Berdasarkan hasil interogasi awal di tempat, pengemudi mengakui bahwa jerigen kosong tersebut merupakan sisa dari penukaran 40 jerigen berisi BBM jenis Pertalite yang sebelumnya telah dipasok ke rumah seorang warga berinisial MK di Desa Gintu, Kecamatan Lore Selatan, untuk dijual kembali secara eceran.
“Dari keterangan pengemudi, diketahui bahwa seluruh modal usaha dan kendaraan yang digunakan merupakan milik seorang perempuan berinisial NP (60), seorang ibu rumah tangga asal Malang yang tinggal di wilayah tersebut,” ujar Kasat Reskrim Polres Poso Iptu I Made Deva Wiguna, S.Tr.K, M.H,
Menindaklanjuti informasi tersebut, pada pukul 10.30 WITA, tim penyidik bergerak menuju lokasi penampungan di Desa Gintu. Di sana, polisi berhasil menyita 38 jerigen berisi BBM jenis Pertalite dengan total volume mencapai kurang lebih 1.330 liter yang tersimpan di kios milik MK.
Saat ini, para saksi beserta barang bukti berupa satu unit mobil pickup, STNK, kunci kontak, serta total 72 jerigen (38 berisi Pertalite dan 34 kosong) telah diamankan di Mapolres Poso untuk proses penyidikan lebih lanjut.
Atas perbuatannya, NP diduga melanggar Pasal 55 UU Nomor 22 Tahun 2001 tentang Minyak dan Gas Bumi, sebagaimana telah diubah dengan UU Nomor 6 Tahun 2023 tentang Cipta Kerja.
Lebih lanjut Kasat Reskrim Polres Poso Iptu I Made Deva Wiguna menegaskan bahwa pihaknya akan terus menindak tegas segala bentuk penyalahgunaan BBM subsidi. Ia juga mengimbau masyarakat untuk tidak terlibat dalam praktik ilegal tersebut serta turut mengawasi distribusi BBM subsidi agar tepat sasaran.

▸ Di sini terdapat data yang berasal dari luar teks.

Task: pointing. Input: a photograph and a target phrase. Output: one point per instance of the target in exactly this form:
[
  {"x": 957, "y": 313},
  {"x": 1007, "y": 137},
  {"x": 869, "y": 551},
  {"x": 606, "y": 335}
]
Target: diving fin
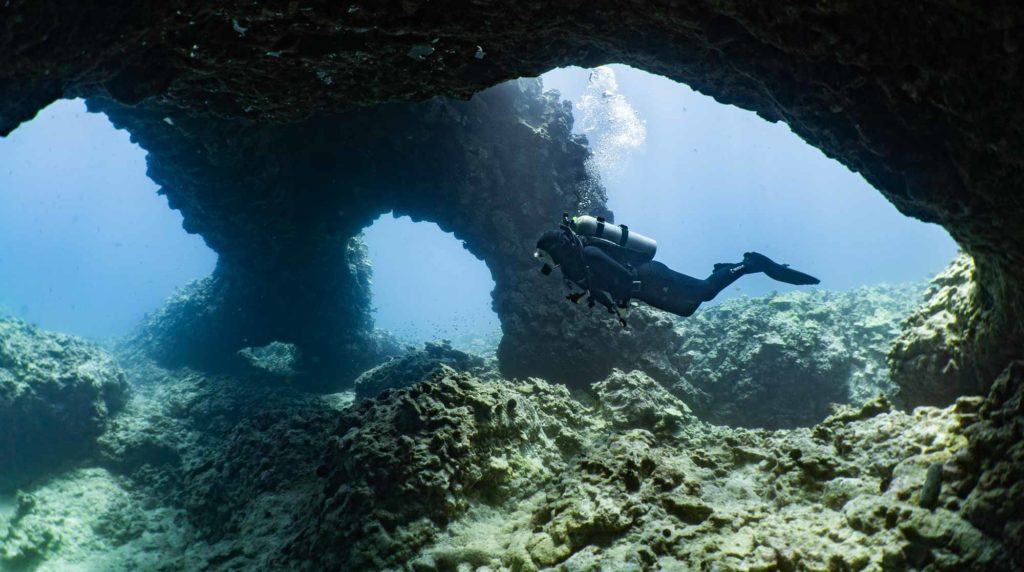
[{"x": 756, "y": 262}]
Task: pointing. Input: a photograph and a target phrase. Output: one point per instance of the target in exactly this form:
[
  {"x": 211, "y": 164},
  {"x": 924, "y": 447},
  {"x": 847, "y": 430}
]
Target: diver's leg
[{"x": 673, "y": 292}]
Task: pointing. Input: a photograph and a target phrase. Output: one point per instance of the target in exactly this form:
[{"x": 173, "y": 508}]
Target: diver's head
[{"x": 545, "y": 259}]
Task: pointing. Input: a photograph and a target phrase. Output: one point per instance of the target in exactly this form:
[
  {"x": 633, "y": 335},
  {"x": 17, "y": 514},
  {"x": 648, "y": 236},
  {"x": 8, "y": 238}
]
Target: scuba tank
[{"x": 597, "y": 229}]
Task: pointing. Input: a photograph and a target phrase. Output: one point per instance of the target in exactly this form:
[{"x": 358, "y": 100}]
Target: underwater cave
[
  {"x": 426, "y": 287},
  {"x": 89, "y": 247},
  {"x": 281, "y": 134}
]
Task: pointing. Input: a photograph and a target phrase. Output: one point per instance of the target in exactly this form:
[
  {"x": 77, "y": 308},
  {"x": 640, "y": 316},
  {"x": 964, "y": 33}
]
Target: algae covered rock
[
  {"x": 404, "y": 465},
  {"x": 56, "y": 396},
  {"x": 780, "y": 361},
  {"x": 931, "y": 361},
  {"x": 415, "y": 366},
  {"x": 990, "y": 473},
  {"x": 635, "y": 401},
  {"x": 276, "y": 358}
]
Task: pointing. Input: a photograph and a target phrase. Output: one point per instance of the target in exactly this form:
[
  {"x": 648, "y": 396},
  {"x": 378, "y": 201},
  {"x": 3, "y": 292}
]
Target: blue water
[
  {"x": 87, "y": 246},
  {"x": 433, "y": 290},
  {"x": 712, "y": 181}
]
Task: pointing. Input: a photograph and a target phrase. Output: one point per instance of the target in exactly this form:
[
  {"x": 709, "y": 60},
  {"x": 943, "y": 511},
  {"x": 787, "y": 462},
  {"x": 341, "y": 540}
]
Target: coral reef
[
  {"x": 780, "y": 361},
  {"x": 453, "y": 472},
  {"x": 276, "y": 358},
  {"x": 990, "y": 472},
  {"x": 417, "y": 365},
  {"x": 57, "y": 393},
  {"x": 947, "y": 346}
]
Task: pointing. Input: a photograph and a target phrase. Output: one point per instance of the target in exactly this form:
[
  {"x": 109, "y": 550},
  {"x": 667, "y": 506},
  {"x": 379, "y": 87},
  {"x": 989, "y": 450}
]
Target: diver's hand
[{"x": 623, "y": 312}]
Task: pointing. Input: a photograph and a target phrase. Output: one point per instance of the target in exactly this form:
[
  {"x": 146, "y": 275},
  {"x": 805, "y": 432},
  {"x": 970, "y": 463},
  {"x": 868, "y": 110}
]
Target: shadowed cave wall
[
  {"x": 920, "y": 98},
  {"x": 283, "y": 206}
]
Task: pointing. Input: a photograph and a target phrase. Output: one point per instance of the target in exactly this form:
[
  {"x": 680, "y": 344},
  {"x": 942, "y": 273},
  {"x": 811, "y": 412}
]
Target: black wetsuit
[
  {"x": 611, "y": 282},
  {"x": 613, "y": 275}
]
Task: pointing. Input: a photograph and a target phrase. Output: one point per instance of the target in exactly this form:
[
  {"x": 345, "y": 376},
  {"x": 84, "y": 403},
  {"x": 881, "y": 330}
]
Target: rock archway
[
  {"x": 291, "y": 201},
  {"x": 920, "y": 98}
]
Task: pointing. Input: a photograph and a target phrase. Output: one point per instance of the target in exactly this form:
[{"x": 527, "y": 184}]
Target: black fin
[{"x": 781, "y": 272}]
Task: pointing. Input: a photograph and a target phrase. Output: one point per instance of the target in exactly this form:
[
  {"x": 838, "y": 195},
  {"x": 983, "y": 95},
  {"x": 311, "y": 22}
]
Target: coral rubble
[
  {"x": 459, "y": 471},
  {"x": 780, "y": 361},
  {"x": 57, "y": 394}
]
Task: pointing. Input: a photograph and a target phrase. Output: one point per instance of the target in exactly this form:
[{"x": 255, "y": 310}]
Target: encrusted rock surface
[
  {"x": 780, "y": 361},
  {"x": 57, "y": 394},
  {"x": 205, "y": 472},
  {"x": 449, "y": 473},
  {"x": 416, "y": 366},
  {"x": 948, "y": 345},
  {"x": 990, "y": 473}
]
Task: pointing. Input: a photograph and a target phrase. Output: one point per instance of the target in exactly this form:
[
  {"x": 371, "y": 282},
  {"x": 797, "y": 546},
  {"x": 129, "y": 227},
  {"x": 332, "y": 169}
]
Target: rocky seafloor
[{"x": 435, "y": 462}]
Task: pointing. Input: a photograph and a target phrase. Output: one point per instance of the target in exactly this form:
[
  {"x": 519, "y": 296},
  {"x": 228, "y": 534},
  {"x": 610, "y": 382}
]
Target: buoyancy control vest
[{"x": 597, "y": 231}]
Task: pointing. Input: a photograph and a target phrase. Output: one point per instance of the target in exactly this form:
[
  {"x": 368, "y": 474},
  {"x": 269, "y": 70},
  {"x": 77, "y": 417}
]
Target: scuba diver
[{"x": 611, "y": 265}]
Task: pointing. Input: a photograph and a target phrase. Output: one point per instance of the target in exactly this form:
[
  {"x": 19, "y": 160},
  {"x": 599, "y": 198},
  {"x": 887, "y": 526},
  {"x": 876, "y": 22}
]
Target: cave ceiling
[{"x": 922, "y": 98}]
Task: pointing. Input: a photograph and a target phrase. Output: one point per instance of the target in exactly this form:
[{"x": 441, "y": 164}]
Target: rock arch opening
[
  {"x": 89, "y": 247},
  {"x": 713, "y": 180},
  {"x": 427, "y": 287}
]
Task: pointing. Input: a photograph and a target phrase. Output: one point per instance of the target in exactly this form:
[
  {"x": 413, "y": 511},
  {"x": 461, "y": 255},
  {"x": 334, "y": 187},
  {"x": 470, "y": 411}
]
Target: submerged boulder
[
  {"x": 415, "y": 366},
  {"x": 781, "y": 360},
  {"x": 56, "y": 394},
  {"x": 399, "y": 468},
  {"x": 934, "y": 360}
]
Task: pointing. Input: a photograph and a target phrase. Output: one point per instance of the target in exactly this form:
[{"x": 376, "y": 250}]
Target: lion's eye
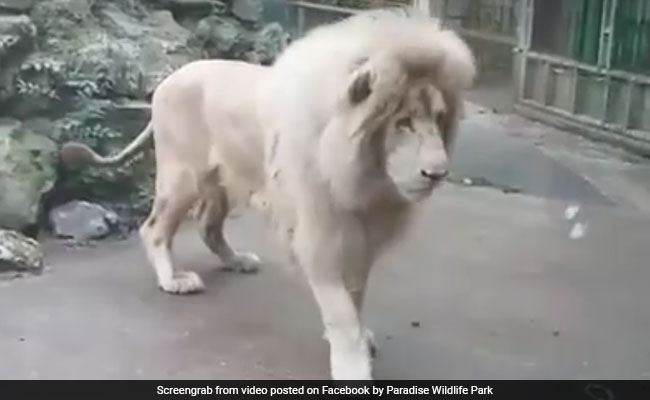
[{"x": 404, "y": 123}]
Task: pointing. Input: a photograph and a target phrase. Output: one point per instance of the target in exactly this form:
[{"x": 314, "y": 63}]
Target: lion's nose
[{"x": 433, "y": 174}]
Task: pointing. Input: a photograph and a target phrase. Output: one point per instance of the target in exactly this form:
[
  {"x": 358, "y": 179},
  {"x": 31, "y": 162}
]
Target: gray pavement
[{"x": 488, "y": 284}]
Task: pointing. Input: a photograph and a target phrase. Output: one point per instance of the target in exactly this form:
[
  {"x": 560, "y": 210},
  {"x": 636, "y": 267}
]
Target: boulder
[
  {"x": 217, "y": 36},
  {"x": 19, "y": 254},
  {"x": 269, "y": 42},
  {"x": 248, "y": 10},
  {"x": 17, "y": 35},
  {"x": 16, "y": 6},
  {"x": 27, "y": 171},
  {"x": 82, "y": 221}
]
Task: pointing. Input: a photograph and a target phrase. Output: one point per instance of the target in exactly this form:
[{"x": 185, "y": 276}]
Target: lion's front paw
[
  {"x": 184, "y": 282},
  {"x": 369, "y": 337},
  {"x": 244, "y": 263},
  {"x": 353, "y": 367}
]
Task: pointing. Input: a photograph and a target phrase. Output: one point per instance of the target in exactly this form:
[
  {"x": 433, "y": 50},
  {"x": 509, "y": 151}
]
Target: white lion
[{"x": 308, "y": 140}]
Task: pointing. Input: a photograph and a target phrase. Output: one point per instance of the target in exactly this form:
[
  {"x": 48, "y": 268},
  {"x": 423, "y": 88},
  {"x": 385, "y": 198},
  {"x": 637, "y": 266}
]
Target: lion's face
[{"x": 418, "y": 141}]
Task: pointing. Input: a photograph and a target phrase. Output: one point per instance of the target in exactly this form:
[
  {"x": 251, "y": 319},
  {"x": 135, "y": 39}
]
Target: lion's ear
[{"x": 361, "y": 87}]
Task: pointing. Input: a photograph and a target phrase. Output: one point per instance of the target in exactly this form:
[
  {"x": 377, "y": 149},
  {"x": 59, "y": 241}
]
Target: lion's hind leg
[
  {"x": 175, "y": 193},
  {"x": 211, "y": 217}
]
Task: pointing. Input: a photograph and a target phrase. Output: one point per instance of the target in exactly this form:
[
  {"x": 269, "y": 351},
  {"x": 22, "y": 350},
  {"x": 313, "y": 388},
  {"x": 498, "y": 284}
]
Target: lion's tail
[{"x": 79, "y": 154}]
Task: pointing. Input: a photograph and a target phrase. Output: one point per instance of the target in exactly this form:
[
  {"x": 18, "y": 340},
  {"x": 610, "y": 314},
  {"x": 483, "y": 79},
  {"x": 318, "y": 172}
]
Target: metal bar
[
  {"x": 590, "y": 68},
  {"x": 546, "y": 73},
  {"x": 604, "y": 50},
  {"x": 324, "y": 7},
  {"x": 487, "y": 36},
  {"x": 573, "y": 94},
  {"x": 527, "y": 10},
  {"x": 627, "y": 106},
  {"x": 301, "y": 19}
]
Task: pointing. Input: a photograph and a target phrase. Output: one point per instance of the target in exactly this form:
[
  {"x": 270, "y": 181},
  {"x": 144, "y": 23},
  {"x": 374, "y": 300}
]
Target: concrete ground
[{"x": 488, "y": 285}]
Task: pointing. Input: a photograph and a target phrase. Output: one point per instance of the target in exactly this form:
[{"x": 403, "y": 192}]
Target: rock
[
  {"x": 17, "y": 6},
  {"x": 18, "y": 253},
  {"x": 27, "y": 171},
  {"x": 17, "y": 34},
  {"x": 270, "y": 42},
  {"x": 247, "y": 10},
  {"x": 217, "y": 35},
  {"x": 82, "y": 221}
]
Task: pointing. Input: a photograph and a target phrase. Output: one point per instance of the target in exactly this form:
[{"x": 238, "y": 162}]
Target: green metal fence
[{"x": 631, "y": 47}]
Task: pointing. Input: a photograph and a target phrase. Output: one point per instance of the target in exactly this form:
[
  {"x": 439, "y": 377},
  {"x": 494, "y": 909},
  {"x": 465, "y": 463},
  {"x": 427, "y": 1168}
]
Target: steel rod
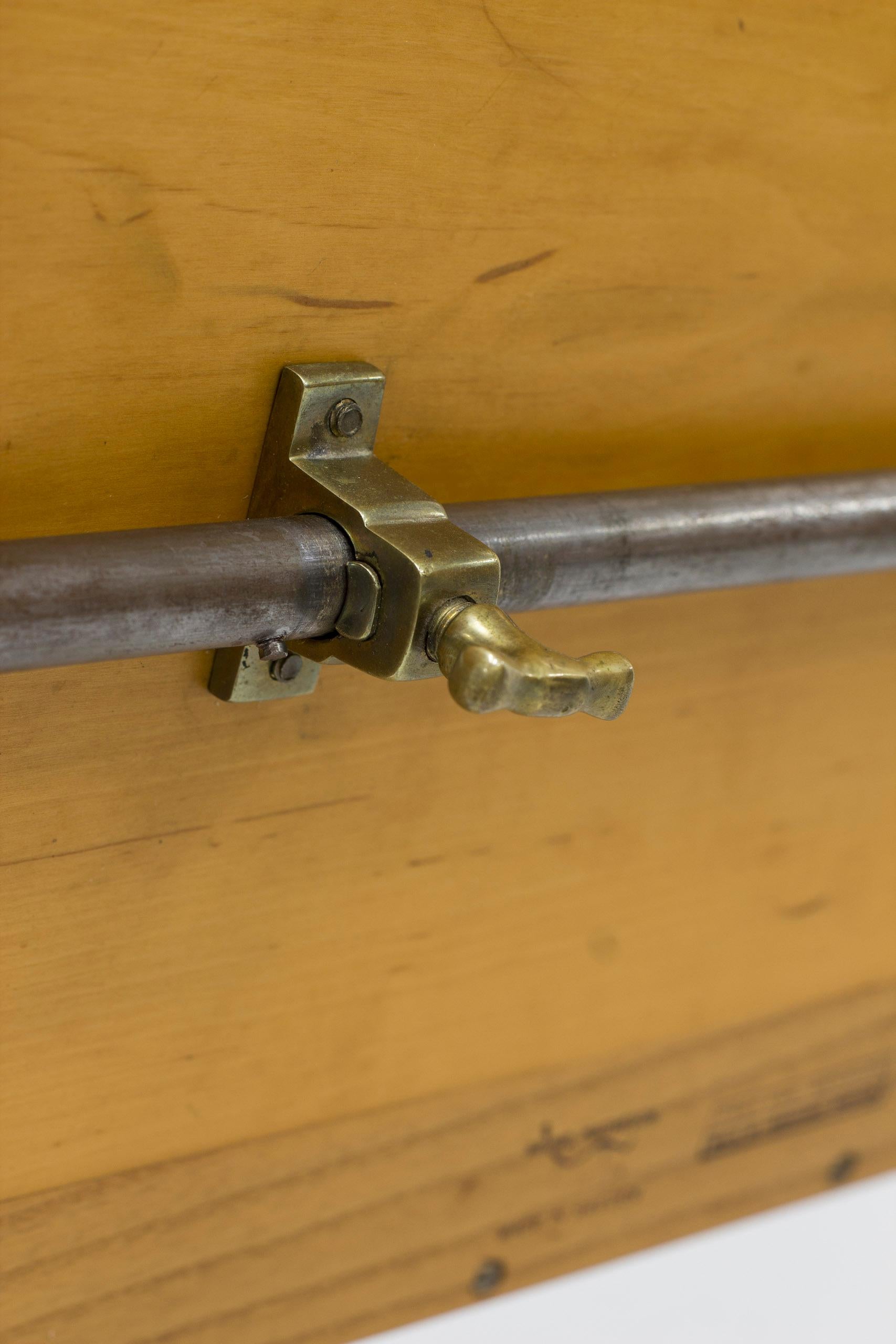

“Penegakan hukum ini merupakan bentuk komitmen Polri dalam menjaga distribusi energi bersubsidi agar benar-benar dimanfaatkan oleh masyarakat yang berhak. Kami memastikan proses penanganan perkara akan dilakukan secara profesional dan transparan hingga tuntas,” pungkasnya.